Testing token access
If you want to test that your token is working you can run the following command (substituting your token string or environment variable for TOKEN_TEXT as described above):
wget -O - -q https://dap.ceda.ac.uk/badc/ARCHIVE_INFO/ACCESS_TEST/RESTRICTED/TOKEN_CHECK --header "Authorization: Bearer TOKEN_TEXT"
If it works then you should see the following short message:
Congratulations, you have successfuly authenticated with CEDA using a token
If you get a large amount of html output then it has failed.
Simple downloads
When you browse the CEDA archive using https://data.ceda.ac.uk click on the bulk downloads options button at the top:
This will show a wget command that can be used to download all data starting from the current directory, including all files in subdirectories below this point. For example:
wget -e robots=off --mirror --no-parent -r https://dap.ceda.ac.uk/badc/acsoe/data/c-130/97-flights-trajectories/a574/
You can modify the options to this command to select only a subset of the files for download and to customise how they are stored when downloaded . See the Advanced options section of this page.

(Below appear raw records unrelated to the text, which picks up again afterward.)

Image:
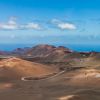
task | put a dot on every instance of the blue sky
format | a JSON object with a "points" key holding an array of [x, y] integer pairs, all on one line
{"points": [[49, 21]]}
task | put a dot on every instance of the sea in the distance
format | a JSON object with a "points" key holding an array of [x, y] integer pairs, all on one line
{"points": [[75, 47]]}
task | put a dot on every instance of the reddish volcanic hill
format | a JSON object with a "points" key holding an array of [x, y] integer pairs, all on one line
{"points": [[15, 68]]}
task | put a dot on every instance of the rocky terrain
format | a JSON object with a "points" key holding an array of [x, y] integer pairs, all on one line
{"points": [[46, 72]]}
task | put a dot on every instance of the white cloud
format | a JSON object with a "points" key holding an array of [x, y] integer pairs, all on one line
{"points": [[12, 25], [63, 25]]}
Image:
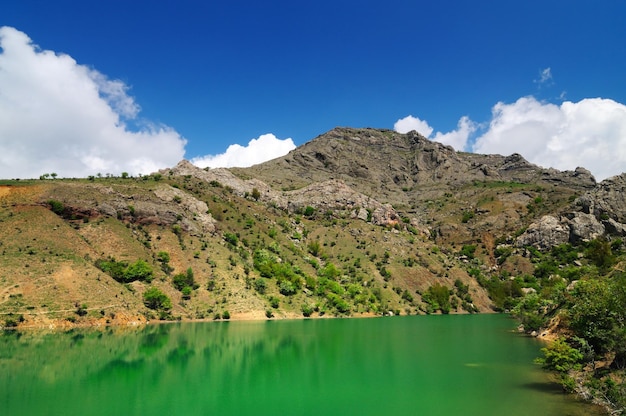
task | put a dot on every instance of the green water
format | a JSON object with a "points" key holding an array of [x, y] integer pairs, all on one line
{"points": [[418, 365]]}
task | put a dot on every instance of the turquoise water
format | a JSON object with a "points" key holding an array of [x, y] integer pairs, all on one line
{"points": [[417, 365]]}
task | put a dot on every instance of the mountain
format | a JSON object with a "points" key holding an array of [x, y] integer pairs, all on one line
{"points": [[354, 222]]}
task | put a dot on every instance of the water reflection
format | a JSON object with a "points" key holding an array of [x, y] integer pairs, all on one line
{"points": [[425, 365]]}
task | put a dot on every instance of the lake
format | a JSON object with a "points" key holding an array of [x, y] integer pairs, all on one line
{"points": [[414, 365]]}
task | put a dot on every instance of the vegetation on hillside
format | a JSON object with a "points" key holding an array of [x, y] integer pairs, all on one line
{"points": [[420, 229], [579, 294]]}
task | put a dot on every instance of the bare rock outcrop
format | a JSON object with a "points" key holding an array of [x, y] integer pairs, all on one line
{"points": [[549, 231], [598, 212], [607, 200]]}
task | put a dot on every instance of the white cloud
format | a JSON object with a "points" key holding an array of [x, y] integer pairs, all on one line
{"points": [[410, 123], [590, 133], [456, 138], [59, 116], [266, 147], [545, 76]]}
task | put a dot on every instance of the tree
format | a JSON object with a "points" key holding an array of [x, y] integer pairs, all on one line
{"points": [[153, 298], [183, 280], [560, 356], [256, 194]]}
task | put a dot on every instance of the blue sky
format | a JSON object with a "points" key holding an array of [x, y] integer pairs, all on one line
{"points": [[198, 76]]}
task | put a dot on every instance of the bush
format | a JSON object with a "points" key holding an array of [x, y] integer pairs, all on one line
{"points": [[125, 273], [56, 206], [183, 280], [153, 298], [561, 357], [260, 285], [307, 310]]}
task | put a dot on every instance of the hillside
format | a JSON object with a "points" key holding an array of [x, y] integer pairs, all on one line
{"points": [[357, 222]]}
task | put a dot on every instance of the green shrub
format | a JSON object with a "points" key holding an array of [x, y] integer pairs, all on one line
{"points": [[125, 273], [153, 298], [560, 356], [183, 280]]}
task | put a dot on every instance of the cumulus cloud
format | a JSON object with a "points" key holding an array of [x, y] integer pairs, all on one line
{"points": [[410, 123], [545, 76], [259, 150], [590, 133], [59, 116], [456, 138]]}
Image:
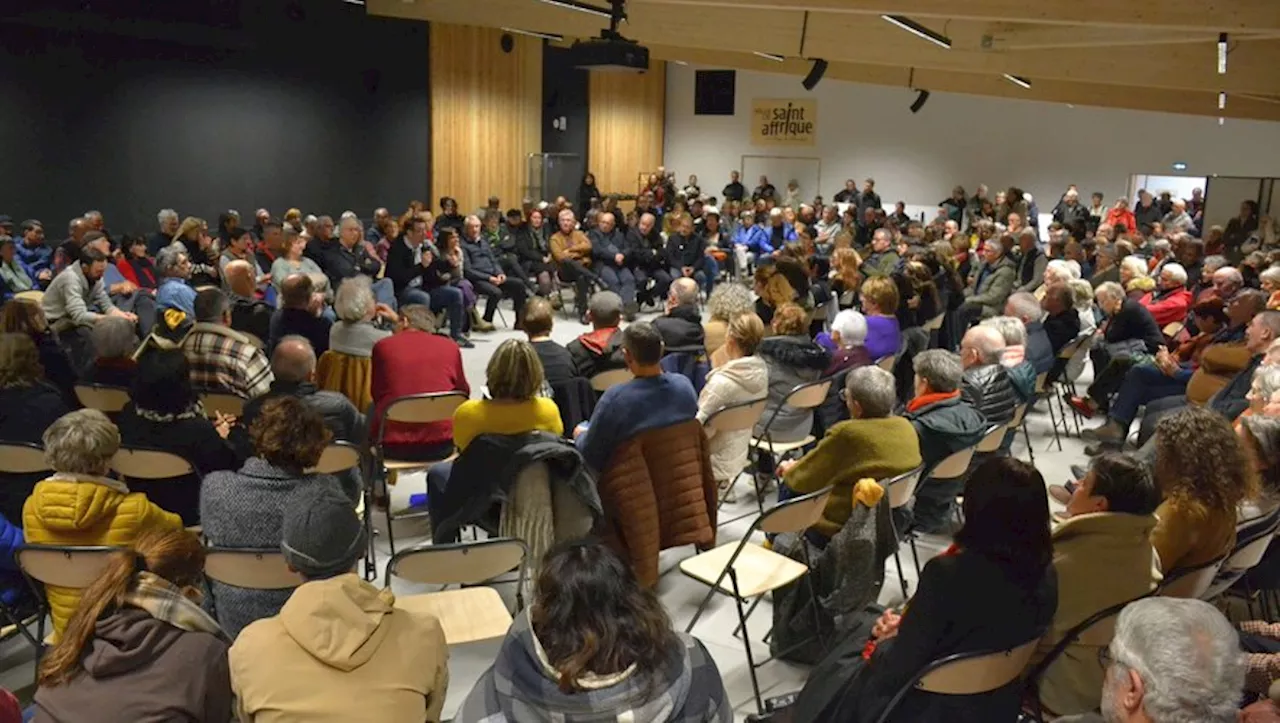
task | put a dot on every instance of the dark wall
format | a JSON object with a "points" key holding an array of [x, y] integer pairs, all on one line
{"points": [[236, 105]]}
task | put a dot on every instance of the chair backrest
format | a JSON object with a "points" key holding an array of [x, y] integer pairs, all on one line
{"points": [[1192, 581], [337, 457], [150, 465], [808, 396], [108, 399], [991, 440], [903, 486], [795, 515], [64, 566], [252, 570], [22, 458], [222, 402], [466, 563], [611, 378], [954, 466], [736, 417]]}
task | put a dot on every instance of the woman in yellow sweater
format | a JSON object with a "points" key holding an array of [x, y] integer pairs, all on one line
{"points": [[512, 406]]}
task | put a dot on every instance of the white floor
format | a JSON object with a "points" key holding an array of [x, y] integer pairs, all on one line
{"points": [[680, 594]]}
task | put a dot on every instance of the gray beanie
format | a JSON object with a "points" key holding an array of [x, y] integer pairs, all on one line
{"points": [[323, 536]]}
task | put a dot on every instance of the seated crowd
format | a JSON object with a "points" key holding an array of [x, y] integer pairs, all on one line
{"points": [[926, 339]]}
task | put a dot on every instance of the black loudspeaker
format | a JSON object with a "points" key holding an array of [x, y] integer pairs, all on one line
{"points": [[810, 81], [714, 92], [919, 101]]}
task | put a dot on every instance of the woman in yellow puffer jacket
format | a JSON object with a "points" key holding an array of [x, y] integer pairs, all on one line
{"points": [[78, 504]]}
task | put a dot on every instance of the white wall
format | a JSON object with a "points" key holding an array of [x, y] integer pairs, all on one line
{"points": [[869, 131]]}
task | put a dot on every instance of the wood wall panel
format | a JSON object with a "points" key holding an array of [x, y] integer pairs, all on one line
{"points": [[626, 126], [485, 114]]}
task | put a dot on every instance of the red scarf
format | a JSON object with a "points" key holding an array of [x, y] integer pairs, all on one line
{"points": [[926, 399]]}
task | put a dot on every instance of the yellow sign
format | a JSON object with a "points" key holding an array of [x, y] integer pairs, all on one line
{"points": [[784, 122]]}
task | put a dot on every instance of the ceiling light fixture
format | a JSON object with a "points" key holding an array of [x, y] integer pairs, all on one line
{"points": [[1019, 81], [581, 8], [919, 31], [535, 33]]}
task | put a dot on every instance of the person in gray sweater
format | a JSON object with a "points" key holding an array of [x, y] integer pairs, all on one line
{"points": [[246, 508]]}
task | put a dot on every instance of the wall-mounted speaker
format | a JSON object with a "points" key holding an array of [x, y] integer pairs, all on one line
{"points": [[819, 67]]}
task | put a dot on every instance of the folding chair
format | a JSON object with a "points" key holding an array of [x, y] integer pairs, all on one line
{"points": [[612, 378], [250, 568], [411, 408], [967, 673], [222, 402], [22, 458], [106, 399], [735, 417], [466, 614], [59, 566], [808, 396], [753, 570], [900, 490], [1191, 581]]}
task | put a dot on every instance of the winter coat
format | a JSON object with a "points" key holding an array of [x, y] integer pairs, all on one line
{"points": [[141, 669], [876, 448], [342, 650], [522, 687], [246, 509], [1102, 559], [85, 511], [792, 361], [658, 492], [739, 380]]}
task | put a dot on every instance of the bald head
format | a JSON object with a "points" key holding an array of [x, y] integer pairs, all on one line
{"points": [[293, 360], [982, 346], [240, 278]]}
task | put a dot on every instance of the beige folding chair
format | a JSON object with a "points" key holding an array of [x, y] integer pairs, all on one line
{"points": [[411, 410], [612, 378], [466, 614], [150, 465], [900, 490], [735, 417], [106, 399], [22, 458], [1191, 582], [754, 571], [337, 457], [222, 402], [60, 566]]}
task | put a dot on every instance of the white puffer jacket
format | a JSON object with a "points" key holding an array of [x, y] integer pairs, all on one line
{"points": [[739, 380]]}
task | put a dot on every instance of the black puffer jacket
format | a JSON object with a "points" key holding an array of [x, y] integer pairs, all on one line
{"points": [[991, 392], [792, 361]]}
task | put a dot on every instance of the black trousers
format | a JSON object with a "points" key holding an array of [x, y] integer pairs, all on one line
{"points": [[512, 288]]}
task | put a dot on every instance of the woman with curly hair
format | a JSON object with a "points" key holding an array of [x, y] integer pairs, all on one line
{"points": [[595, 645], [246, 508], [1203, 474], [726, 303]]}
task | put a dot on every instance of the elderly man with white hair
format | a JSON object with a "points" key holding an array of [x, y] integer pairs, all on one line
{"points": [[1171, 660]]}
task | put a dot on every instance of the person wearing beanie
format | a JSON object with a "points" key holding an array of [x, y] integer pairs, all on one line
{"points": [[339, 649]]}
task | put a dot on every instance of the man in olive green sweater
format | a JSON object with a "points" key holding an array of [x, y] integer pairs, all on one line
{"points": [[872, 443]]}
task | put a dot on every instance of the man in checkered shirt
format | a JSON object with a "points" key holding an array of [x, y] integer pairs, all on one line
{"points": [[222, 358]]}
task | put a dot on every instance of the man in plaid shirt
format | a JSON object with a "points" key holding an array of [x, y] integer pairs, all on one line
{"points": [[220, 358]]}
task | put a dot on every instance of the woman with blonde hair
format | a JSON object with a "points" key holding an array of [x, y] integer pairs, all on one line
{"points": [[741, 378], [138, 646]]}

The wget command shown by the archive browser does not include authentication using your access token, as described above as it is currently unable to determine if authentication is required for the data you want to access. If you try the command and it downloads files, but the content does not look right then add the token authentication option (TOKEN_TEXT is either your token text or environment variable containing the token text, see above):
--header "Authorization: Bearer TOKEN_TEXT"
Advanced options
wget has many options. Type "wget —help" to see the options available for the version you are using (options may vary according to the version). You can also see an online version.
The most useful options are those that allow you to select which files to download and to control how they are then stored on your local machine.
-A | Specifies a comma-separated list of file name patterns to accept, which can include wildcard characters. For example, '*.dat' or '*2024*'. If you include wildcards then enclose the pattern in quotes. Note that this pattern only applies to the filename and not the directory path. |
-R | Same as -A, but specifies file name patterns to be excluded. |
—accept-regex | Specifies a regular expression to accept covering the entire url (includes the directory path). For example '.*2024.*' to include any file where the filename or directory path contains '2024'. |
—reject-regex | Same as —accept-regex, except it specifies pattern to reject. |
-l | Sets the maximum subdirectory depth that will be retrieved. Use this to prevent downloading large amounts of unwanted data. Note that the —mirror option includes setting this value to 'unlimited'. |
—no-directories | Puts all the retrieved files into the current directory instead of creating a directory hierarchy. |
Problems
No files downloaded? Check the url that you have used. Unless you are downloading a single file it should end in a slash ('/') character.
If you download files, but the content is not as expected then it is probably because you need to authenticate with an access token. This is required for many datasets so we can report usage statistics to the dataset originators. Please see above for details of how to obtain and use access tokens.